Thuna paha
- Alternative names: තුන පහ
- Type: Spice mix
- Place of origin: Sri Lanka
- Main ingredients: Cumin seeds, fennel seeds, coriander seeds
- Ingredients generally used: Curry leaves, cinnamon bark, black pepper, cloves, pandanus leaves
- Variations: Bathapu thuna paha

= Thuna paha =

Sri Lankan spice mix

Thuna paha (තුන පහ, மூன்று ஐந்து) is a Sri Lankan curry powder.
It is a Sinhalese unroasted curry powder used to spice curry dishes, especially vegetarian dishes. The name, thuna paha, roughly translates as "three or five", as traditionally it is made from three to five ingredients.

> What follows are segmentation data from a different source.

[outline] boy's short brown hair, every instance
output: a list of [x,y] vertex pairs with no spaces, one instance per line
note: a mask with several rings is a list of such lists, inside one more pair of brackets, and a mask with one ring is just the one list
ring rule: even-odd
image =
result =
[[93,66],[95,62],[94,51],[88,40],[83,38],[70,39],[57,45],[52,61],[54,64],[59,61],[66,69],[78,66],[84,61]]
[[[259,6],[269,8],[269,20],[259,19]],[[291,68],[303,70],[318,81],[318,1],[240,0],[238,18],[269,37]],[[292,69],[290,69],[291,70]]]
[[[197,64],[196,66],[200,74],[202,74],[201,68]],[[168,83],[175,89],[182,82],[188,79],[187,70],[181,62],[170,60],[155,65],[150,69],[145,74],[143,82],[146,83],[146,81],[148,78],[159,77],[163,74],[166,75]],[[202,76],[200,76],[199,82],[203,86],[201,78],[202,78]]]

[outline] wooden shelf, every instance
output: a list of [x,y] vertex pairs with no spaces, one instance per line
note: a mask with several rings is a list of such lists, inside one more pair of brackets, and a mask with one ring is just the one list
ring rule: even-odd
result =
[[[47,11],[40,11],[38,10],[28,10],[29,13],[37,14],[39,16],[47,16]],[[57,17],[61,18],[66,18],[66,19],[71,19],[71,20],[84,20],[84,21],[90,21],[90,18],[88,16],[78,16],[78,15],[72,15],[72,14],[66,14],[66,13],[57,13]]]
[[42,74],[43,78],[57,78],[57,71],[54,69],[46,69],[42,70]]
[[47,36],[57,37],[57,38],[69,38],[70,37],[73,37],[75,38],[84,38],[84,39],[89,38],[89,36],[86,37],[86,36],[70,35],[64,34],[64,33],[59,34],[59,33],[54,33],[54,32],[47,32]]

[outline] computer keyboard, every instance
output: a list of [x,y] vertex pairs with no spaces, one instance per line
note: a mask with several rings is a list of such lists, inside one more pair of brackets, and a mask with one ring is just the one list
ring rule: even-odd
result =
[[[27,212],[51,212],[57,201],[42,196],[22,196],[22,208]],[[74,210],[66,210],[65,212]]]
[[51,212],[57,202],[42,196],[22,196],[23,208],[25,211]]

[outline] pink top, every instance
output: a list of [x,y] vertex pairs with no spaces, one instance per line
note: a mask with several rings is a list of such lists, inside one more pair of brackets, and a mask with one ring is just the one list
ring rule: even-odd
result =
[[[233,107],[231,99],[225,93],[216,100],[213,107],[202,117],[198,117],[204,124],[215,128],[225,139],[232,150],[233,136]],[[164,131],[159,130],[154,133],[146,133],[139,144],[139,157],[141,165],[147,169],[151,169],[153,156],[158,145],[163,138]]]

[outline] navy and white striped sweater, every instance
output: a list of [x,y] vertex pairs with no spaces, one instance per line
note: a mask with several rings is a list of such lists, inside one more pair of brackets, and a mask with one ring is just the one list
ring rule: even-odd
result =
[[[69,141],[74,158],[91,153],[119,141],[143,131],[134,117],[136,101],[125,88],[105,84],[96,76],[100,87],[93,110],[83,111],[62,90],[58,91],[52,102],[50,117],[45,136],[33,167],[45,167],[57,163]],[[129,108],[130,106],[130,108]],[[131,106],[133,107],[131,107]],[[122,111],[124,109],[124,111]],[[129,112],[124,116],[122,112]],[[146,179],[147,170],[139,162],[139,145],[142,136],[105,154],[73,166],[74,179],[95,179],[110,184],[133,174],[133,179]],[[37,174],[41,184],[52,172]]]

The main ingredients are cumin seeds, fennel seeds, and coriander seeds; additional ingredients can include curry leaves, cinnamon bark, cardamon seeds, black pepper (used to give this curry powder its heat), cloves, and pandanus leaves. As with many traditional Sri Lankan dishes, there is no fixed recipe for thuna paha, with different regions and families using varying recipes containing different ratios of spices. The cardamom used is green or true cardamom (එනසාල් or 'enasaal'), and the cinnamon used is Ceylon cinnamon (කුරුඳු or 'kurundu').

==Preparation==
The traditional method for preparing thuna paha is to allow the spices to dry in the sun and then grind them on a rectangular block of granite with a granite rolling pin, known as a miris gala (මිරිස් ගල). The modern approach is to slowly dry roast the spices in a hot pan to remove any moisture and release their fragrances, then use a mechanical blender to blend the spices into a powder. Traditionalists maintain that .

The ground powder should be sealed in an airtight container and stored in a cool dark space until ready for use. Typically, thuna paha should last in this manner for 2–4 months.

==Roasted thuna paha==
Roasted Sinhalese curry powder, badapu or bathapu thuna paha (බැදපු තුන පහ), has more intense flavours than the unroasted or raw version, and is typically used in fish, meat, poultry and blackened vegetable dishes. It is also often sprinkled at the end of cooking to add a fragrant finish. The primary difference is that the spices are dry roasted until golden brown in colour before being ground into a powder.